The obligors argue that the district judge should have recused himself under two statutes, 28 U.S.C. §§ 144, 455. Section 144 mandates that a district judge “shall proceed no further” when “a party ․ makes and files a timely and sufficient affidavit that the judge ․ has a personal bias or prejudice” for or against any party. Id. § 144. “To warrant recusal under § 144, the moving party must allege facts that would convince a reasonable person that bias actually exists.” Christo v. Padgett, 223 F.3d 1324, 1333 (11th Cir. 2000). Section 455 requires recusal when a district judge's “impartiality might reasonably be questioned” or when the district judge “has a personal bias or prejudice concerning a party.” 28 U.S.C. § 455(a), (b)(1). “Under § 455, the standard is whether an objective, fully informed lay observer would entertain significant doubt about the judge's impartiality.” Padgett, 223 F.3d at 1333.

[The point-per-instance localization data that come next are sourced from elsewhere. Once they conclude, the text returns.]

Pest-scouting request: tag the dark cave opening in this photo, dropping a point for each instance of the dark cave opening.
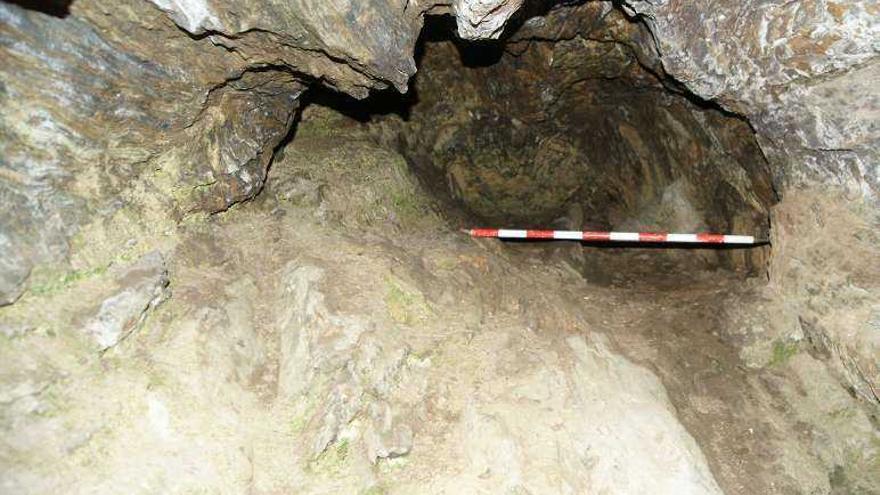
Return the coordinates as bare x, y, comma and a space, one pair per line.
576, 133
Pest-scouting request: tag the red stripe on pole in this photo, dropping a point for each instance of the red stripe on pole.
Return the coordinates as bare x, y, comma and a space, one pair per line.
596, 236
711, 238
539, 234
652, 237
484, 232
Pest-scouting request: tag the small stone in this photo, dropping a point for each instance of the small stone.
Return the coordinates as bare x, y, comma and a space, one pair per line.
142, 286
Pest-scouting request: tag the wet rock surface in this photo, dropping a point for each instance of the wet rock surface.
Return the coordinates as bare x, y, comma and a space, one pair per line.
330, 331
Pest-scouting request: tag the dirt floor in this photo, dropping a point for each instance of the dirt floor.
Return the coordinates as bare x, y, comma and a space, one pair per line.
337, 335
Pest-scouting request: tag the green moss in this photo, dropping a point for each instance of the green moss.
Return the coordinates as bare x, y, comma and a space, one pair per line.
50, 283
405, 306
782, 352
333, 460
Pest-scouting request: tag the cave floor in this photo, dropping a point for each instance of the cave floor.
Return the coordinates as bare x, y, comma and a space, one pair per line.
294, 355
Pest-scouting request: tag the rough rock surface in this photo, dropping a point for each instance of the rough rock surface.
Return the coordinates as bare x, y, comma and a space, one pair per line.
335, 336
581, 125
142, 286
799, 71
438, 365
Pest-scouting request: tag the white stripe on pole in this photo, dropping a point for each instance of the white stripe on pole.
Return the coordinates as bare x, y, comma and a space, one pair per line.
739, 239
568, 235
682, 238
624, 236
512, 234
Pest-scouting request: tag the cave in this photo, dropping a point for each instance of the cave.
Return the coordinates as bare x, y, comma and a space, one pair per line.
237, 256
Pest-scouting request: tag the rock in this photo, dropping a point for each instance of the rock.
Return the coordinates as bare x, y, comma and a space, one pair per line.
783, 68
141, 287
316, 343
386, 438
483, 19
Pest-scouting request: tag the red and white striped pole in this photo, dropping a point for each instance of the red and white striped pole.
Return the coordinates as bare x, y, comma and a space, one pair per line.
648, 237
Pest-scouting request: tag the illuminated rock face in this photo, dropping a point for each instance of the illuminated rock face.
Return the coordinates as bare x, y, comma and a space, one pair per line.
195, 259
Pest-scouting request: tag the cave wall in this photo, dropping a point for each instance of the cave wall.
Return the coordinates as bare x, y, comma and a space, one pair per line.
576, 131
102, 123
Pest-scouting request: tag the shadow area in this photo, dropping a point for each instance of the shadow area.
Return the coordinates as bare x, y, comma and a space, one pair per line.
55, 8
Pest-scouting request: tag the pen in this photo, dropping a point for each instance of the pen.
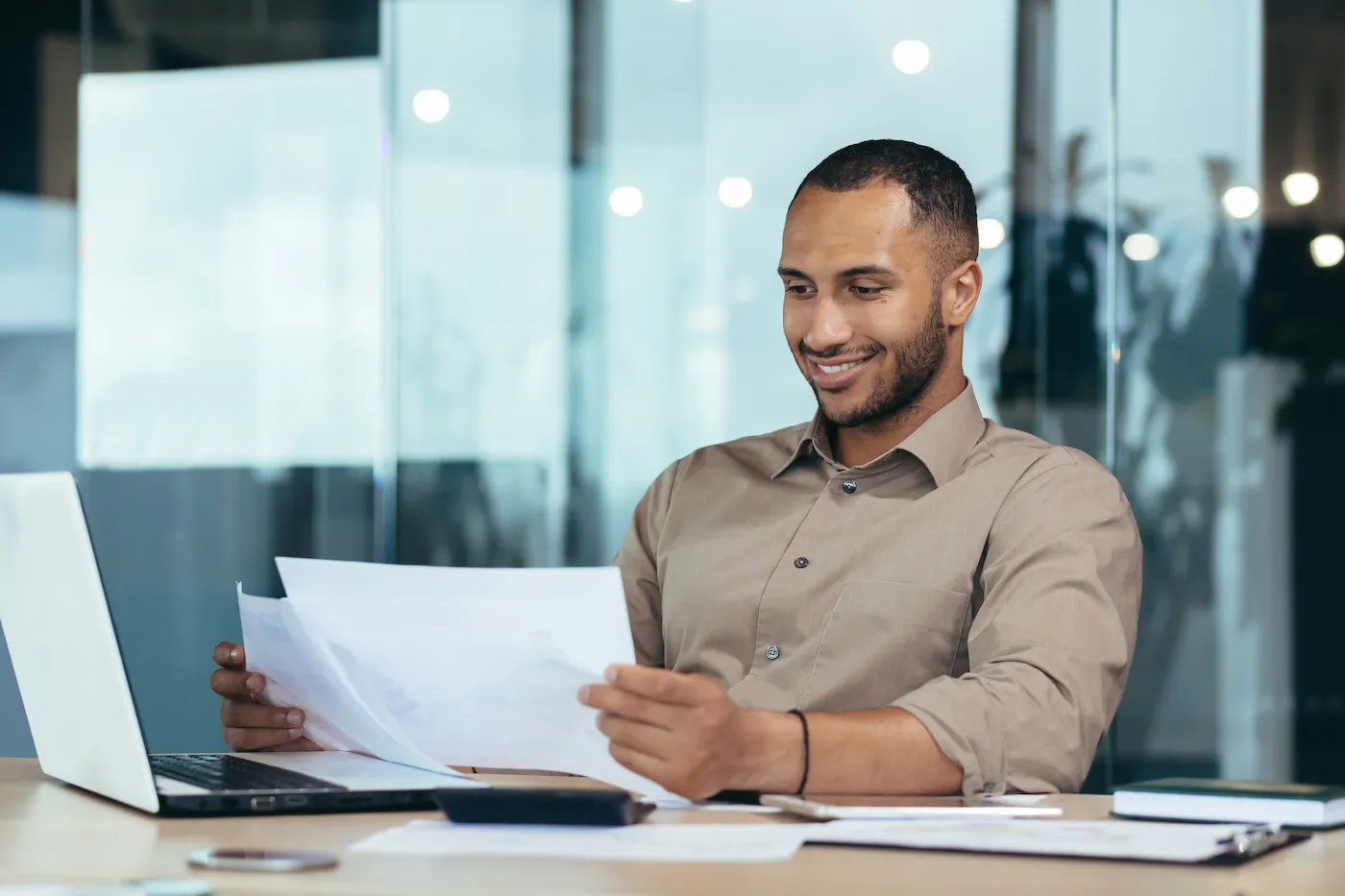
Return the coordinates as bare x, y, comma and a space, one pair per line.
1255, 841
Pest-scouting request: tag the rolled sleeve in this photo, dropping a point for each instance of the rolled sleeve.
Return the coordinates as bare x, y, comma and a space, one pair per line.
1049, 647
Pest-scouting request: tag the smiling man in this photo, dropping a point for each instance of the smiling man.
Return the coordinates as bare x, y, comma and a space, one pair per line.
897, 597
900, 596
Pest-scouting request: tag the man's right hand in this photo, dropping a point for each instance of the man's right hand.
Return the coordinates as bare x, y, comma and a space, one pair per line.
249, 724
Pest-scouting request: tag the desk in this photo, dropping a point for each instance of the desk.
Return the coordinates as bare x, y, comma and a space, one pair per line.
51, 833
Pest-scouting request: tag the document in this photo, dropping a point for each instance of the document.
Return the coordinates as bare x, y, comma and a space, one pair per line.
629, 844
446, 666
302, 671
1146, 841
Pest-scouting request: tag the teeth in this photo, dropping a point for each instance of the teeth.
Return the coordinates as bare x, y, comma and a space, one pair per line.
840, 368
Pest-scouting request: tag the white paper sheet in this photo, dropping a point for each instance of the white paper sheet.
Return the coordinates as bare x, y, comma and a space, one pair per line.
302, 671
631, 844
475, 666
1082, 838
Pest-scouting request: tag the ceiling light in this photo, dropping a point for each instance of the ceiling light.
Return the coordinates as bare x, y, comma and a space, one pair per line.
430, 105
991, 233
1301, 187
1140, 247
1328, 251
1241, 202
625, 201
911, 57
735, 191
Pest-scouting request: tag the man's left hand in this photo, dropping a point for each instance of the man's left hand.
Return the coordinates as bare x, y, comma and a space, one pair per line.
676, 729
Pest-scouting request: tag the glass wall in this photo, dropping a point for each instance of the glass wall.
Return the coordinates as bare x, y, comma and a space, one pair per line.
450, 281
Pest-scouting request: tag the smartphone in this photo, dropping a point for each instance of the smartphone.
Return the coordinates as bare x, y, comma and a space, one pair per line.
542, 806
278, 860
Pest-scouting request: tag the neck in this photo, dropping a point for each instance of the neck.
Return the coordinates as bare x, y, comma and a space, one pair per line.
857, 446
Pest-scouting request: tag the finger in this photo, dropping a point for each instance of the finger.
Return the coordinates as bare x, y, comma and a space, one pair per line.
656, 684
231, 655
642, 764
302, 745
237, 714
621, 702
638, 736
226, 682
244, 739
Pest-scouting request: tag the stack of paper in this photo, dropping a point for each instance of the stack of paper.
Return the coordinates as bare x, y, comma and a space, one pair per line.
440, 666
634, 844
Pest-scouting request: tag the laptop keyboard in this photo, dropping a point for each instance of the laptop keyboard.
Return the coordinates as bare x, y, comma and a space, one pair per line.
225, 772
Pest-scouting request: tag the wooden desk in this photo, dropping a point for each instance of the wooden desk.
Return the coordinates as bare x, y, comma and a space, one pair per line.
50, 833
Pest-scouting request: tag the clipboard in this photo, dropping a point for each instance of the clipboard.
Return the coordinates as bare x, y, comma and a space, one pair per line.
1107, 839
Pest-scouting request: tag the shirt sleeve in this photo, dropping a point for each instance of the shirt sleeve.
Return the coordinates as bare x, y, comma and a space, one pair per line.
1051, 644
641, 573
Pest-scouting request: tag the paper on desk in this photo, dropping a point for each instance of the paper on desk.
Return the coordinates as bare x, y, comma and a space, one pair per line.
1147, 841
631, 844
302, 671
477, 666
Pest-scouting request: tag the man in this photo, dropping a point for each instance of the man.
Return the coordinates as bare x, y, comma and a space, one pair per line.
898, 597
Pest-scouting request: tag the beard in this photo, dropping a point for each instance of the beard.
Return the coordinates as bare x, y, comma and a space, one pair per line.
914, 363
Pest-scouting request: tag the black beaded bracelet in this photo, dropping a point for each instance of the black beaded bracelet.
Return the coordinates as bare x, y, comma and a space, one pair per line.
807, 750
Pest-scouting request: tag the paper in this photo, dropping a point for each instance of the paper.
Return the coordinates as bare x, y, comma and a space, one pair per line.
631, 844
302, 671
880, 812
464, 666
1082, 838
903, 808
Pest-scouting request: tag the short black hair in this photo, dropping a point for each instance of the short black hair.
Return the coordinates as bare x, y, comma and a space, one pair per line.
941, 195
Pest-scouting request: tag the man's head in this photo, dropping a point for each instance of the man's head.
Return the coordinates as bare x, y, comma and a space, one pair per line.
878, 262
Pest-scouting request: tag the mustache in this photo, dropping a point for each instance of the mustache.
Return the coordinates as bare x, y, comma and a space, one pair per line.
849, 351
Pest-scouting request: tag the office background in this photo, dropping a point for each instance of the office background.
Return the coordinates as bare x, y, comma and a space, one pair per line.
450, 281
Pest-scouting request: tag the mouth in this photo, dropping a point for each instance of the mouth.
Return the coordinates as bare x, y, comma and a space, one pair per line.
836, 373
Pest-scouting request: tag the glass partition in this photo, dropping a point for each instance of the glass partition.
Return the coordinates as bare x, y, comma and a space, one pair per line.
451, 281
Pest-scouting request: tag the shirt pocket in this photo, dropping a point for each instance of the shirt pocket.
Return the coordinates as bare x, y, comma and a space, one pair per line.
883, 641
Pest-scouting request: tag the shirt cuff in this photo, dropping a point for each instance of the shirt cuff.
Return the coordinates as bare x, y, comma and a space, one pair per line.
966, 740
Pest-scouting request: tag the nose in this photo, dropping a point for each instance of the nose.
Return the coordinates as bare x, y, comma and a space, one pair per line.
829, 327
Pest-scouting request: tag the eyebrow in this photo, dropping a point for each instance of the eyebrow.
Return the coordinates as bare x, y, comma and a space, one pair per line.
863, 271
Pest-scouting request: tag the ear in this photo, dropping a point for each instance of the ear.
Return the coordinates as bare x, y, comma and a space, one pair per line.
959, 294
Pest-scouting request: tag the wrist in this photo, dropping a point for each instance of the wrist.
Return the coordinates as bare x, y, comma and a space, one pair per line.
772, 755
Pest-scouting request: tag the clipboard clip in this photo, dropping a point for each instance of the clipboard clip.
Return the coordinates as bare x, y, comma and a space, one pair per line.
1255, 841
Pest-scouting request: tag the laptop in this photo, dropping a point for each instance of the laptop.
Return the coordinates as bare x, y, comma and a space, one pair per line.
83, 712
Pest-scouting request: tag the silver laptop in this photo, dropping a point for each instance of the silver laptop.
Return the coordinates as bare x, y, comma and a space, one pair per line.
80, 704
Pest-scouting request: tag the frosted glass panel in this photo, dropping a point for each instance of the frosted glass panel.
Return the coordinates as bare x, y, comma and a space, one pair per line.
231, 284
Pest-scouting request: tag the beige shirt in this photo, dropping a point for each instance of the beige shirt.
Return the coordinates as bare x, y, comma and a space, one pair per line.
975, 576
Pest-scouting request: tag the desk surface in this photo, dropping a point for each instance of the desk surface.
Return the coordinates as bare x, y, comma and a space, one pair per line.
51, 833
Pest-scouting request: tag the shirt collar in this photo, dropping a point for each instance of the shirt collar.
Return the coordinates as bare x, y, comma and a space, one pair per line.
942, 443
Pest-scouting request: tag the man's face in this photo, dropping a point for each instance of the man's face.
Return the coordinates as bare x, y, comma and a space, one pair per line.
861, 309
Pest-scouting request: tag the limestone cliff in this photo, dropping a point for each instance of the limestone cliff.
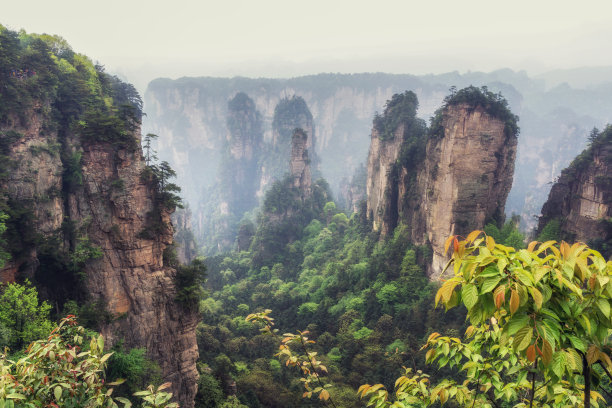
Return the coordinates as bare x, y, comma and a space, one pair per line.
238, 177
396, 147
581, 199
289, 114
84, 223
299, 165
466, 177
454, 182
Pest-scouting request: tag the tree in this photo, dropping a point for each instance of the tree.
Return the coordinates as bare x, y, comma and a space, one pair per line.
66, 371
4, 256
22, 316
539, 335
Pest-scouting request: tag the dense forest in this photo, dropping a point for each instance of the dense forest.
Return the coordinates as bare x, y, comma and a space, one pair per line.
303, 303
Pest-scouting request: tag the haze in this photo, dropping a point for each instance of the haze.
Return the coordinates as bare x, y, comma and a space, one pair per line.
141, 40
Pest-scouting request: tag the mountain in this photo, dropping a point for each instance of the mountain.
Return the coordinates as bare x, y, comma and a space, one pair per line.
447, 180
88, 222
579, 206
190, 115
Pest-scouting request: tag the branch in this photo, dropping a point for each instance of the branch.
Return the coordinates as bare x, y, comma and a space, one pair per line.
314, 370
605, 369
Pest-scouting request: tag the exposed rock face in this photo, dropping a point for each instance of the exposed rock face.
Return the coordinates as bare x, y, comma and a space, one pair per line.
131, 277
581, 200
452, 184
466, 177
382, 190
111, 207
290, 114
299, 165
353, 194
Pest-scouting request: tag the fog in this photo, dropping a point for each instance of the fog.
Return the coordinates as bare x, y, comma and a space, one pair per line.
141, 40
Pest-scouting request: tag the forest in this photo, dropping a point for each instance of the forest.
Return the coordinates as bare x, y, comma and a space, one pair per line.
306, 304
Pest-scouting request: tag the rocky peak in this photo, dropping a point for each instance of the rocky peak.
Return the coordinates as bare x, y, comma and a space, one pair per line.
84, 222
466, 176
580, 202
299, 164
244, 126
452, 181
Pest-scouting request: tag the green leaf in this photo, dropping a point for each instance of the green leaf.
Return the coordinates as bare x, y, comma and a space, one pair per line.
469, 293
578, 343
604, 306
489, 284
522, 339
489, 271
516, 323
537, 297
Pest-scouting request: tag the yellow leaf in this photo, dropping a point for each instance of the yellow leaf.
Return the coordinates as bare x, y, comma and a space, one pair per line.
447, 243
565, 249
547, 352
514, 301
592, 354
490, 243
537, 297
500, 296
324, 395
531, 353
473, 235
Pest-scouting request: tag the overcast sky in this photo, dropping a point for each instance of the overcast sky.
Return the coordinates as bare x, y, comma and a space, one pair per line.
141, 40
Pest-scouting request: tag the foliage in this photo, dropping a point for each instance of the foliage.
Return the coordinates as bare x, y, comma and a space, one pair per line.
540, 324
65, 370
4, 256
399, 110
189, 280
494, 104
22, 316
304, 360
133, 366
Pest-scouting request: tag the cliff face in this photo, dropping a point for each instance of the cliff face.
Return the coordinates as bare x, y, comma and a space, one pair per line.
110, 208
299, 165
74, 187
381, 189
130, 278
581, 200
452, 181
466, 177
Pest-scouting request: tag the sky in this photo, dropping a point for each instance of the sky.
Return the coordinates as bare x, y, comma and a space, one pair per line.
141, 40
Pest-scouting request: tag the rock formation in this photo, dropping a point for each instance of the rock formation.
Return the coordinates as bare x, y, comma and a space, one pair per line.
238, 177
79, 206
466, 177
299, 165
581, 200
453, 184
289, 114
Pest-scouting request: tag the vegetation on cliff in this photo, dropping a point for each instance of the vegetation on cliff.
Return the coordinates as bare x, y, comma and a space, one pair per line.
492, 103
587, 179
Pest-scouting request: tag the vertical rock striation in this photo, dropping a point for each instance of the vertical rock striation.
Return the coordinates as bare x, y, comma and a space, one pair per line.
466, 177
451, 182
581, 199
299, 165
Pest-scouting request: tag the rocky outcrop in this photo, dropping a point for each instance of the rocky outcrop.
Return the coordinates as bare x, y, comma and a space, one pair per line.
396, 147
130, 277
289, 114
581, 199
381, 189
108, 207
450, 183
466, 177
299, 165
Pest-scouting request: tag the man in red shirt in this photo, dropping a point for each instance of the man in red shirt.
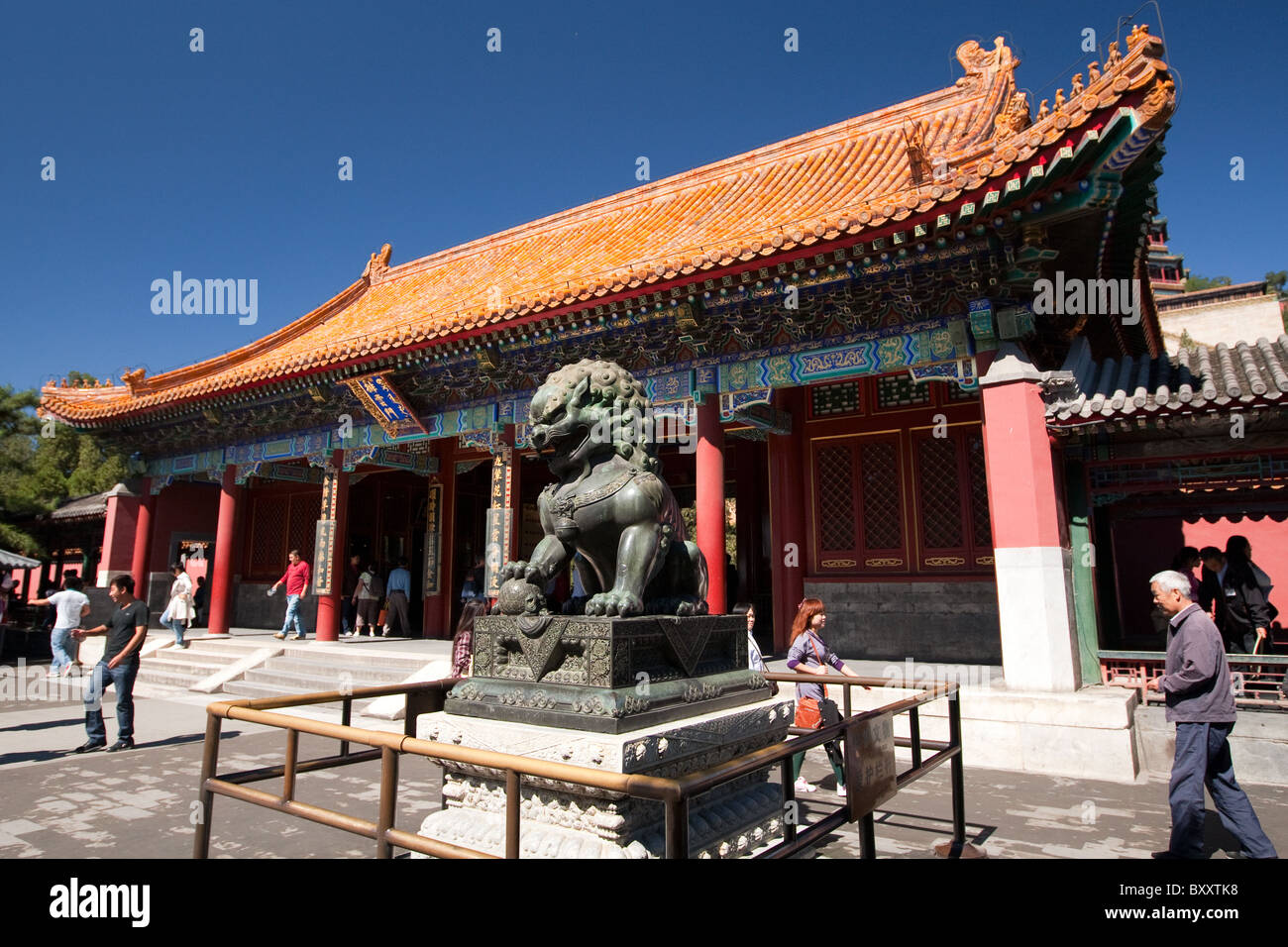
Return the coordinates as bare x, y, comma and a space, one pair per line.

The district court did not abuse its discretion when it denied the obligors’ motion to recuse because their motion was untimely. See 28 U.S.C. § 144 (requiring affidavits alleging bias to the “timely”); United States v. Siegelman, 640 F.3d 1159, 1188 (11th Cir. 2011) (holding that untimeliness “is itself a basis upon which to deny” a motion for recusal under section 455). The obligors’ motion came almost a year after the district court's last ruling in their case, long after they had the information that underpins their recusal motion. Their motion “has all the earmarks of an eleventh-hour ploy based upon [their] dissatisfaction with the jury's verdict and the judge's post-trial rulings.” Siegelman, 640 F.3d at 1188.

The obligors’ motion is also meritless. The litany of examples that they cite as evidence of purported bias fall into two categories: rulings and statements of the district judge. But neither warrant recusal here.

First, “judicial rulings alone almost never constitute a valid basis for a bias or partiality motion.” Liteky v. United States, 510 U.S. 540, 555, 114 S.Ct. 1147, 127 L.Ed.2d 474 (1994). All of obligors’ assertions that various rulings of the district court establish bias rely heavily on speculation and most are conclusory. And this Court has already affirmed some of the rulings that the obligors allege show bias; indeed, we affirmed one of these rulings after concluding that the obligors’ challenge to it was frivolous. See Regions Bank, 777 F. App'x at 478. So this appeal is not one of the “rarest circumstances” in which judicial rulings “evidence the degree of favoritism or antagonism required [for recusal] ․ when no extrajudicial source is involved.” Id.

Second, every statement that the obligors identify as sources of bias—for example, the district judge's comment that the obligors’ “litigation tactics are nothing short of abhorrent”—are at most “expressions of impatience, dissatisfaction, annoyance, and ․ anger,” which are not grounds for recusal. Id. at 555–56, 114 S.Ct. 1147. “[O]pinions formed ․ on the basis of facts introduced or events occurring in the course of current proceedings” will not sustain a recusal motion “unless they display a deep-seated favoritism or antagonism that would make fair judgment impossible.” Id. at 555, 114 S.Ct. 1147. The obligors have not proved judicial bias, much less that the district court abused its discretion.

This appeal is the obligors’ third attempt to challenge the district court's rulings against them. Although it is clear that they vehemently oppose these rulings, any animosity they may hold toward the district judge is not a valid reason to force disqualification or otherwise overturn the final judgment against them. See FDIC v. Sweeney, 136 F.3d 216, 220 (1st Cir. 1998). The obligors must recognize that “[a]t some point all litigation must end.” Jimenez v. S.D. Fla., 84 S. Ct. 14, 19, 11 L.Ed.2d 30 (1963) (Goldberg, J., in chambers).

We AFFIRM the denial of the motion to recuse.